L'insurrezione zapatista del 1994 cacciò Gilberto Bermúdez
dal rancho Santa Lucía e Francisco divenne padrone, insieme
alla sua comunità, della terra che prima lavorava come
bracciante-schiavo. Oggi al posto della fattoria sorge un villaggio
zapatista di otto famiglie, ognuna delle quali possiede un appezzamento
di terra che coltiva individualmente, e uno in cui lavora insieme
alle altre famiglie3.
Nel suo decimo articolo, la Ley Revolucionaria de Reforma
Agraria dell'EZLN stabilisce la modalità di ripartizione
delle terre: “L'obiettivo della produzione in collettivo
è soddisfare in primo luogo le necessità del popolo,
creare la coscienza collettiva del lavoro e del beneficio, creare
unione nella produzione e nella difesa, e il mutuo appoggio
nell'agro messicano. Se in una regione non viene prodotto un
bene, verrà scambiato con le regioni in cui viene prodotto,
in condizioni di giustizia e uguaglianza. Gli eccedenti della
produzione potranno essere esportati in altri paesi se a livello
nazionale non esiste domanda del prodotto4”.
Con la sua insurrezione, l'EZLN ha attuato in modo unilaterale
la riforma agraria - ossia la ripartizione della terra ai contadini
che ne erano privi - proclamata il 6 gennaio 1915 e mai applicata
efficacemente in Chiapas. Nel 1994 la guerriglia indigena costrinse
molti proprietari terrieri5 ad
abbandonare le loro fattorie e del loro fuggi fuggi ne approfittarono
anche gruppi non zapatisti, occupando6
i terreni abbandonati. In totale, dal 1994 si sono registrate
circa 1700 occupazioni che hanno permesso ai contadini di recuperare
più di 150mila ettari7.
Per avviare costosi iter di richiesta della terra, fino agli
anni '90 molte famiglie dovevano viaggiare fino a Tuxtla Gutiérrez,
capitale del Chiapas, o a Città del Messico. Erano pratiche
che spesso non portavano a nulla; la comunità San Miguel
Chiptik, ad esempio, avviò un lungo e tortuoso processo
che terminò con la consegna di un solo ettaro a famiglia8.

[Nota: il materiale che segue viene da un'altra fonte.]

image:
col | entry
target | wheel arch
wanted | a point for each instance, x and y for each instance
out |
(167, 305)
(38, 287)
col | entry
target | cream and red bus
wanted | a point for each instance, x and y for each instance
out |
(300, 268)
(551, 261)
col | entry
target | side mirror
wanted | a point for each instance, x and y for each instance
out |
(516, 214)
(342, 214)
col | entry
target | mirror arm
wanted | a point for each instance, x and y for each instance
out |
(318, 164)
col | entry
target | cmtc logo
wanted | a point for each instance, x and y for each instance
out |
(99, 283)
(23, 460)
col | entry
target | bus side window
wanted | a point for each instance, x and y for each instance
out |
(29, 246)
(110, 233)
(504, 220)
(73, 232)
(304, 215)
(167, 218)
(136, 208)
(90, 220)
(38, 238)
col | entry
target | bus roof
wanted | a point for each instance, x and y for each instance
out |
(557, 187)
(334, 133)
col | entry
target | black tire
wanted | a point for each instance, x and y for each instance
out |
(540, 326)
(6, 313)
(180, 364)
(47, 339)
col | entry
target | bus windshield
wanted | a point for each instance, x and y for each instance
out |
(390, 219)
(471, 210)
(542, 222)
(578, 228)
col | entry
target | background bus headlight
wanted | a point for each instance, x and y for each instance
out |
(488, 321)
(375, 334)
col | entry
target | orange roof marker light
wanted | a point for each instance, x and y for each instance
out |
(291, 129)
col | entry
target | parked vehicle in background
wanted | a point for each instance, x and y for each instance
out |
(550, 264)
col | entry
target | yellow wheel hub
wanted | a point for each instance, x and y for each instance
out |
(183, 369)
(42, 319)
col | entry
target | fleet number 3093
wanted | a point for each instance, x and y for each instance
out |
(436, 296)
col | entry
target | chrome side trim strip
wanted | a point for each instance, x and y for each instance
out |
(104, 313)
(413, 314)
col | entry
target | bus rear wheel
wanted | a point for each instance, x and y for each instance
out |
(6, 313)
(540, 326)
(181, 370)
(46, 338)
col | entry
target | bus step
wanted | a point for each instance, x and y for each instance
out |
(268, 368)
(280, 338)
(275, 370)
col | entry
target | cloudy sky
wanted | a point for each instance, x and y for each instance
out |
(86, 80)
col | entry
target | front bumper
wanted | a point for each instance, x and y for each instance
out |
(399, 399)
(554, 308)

Gli intoppi burocratici, che sapevano a tentativo di raggirare
la riforma agraria, divennero legge nel 1992, quando il governo
neoliberista di Carlos Salinas de Gortari riformò l'articolo
27 costituzionale, sospendendo la ripartizione delle terre.
La controriforma agraria del '92 fu uno dei detonanti dell'insurrezione
dell'EZLN9.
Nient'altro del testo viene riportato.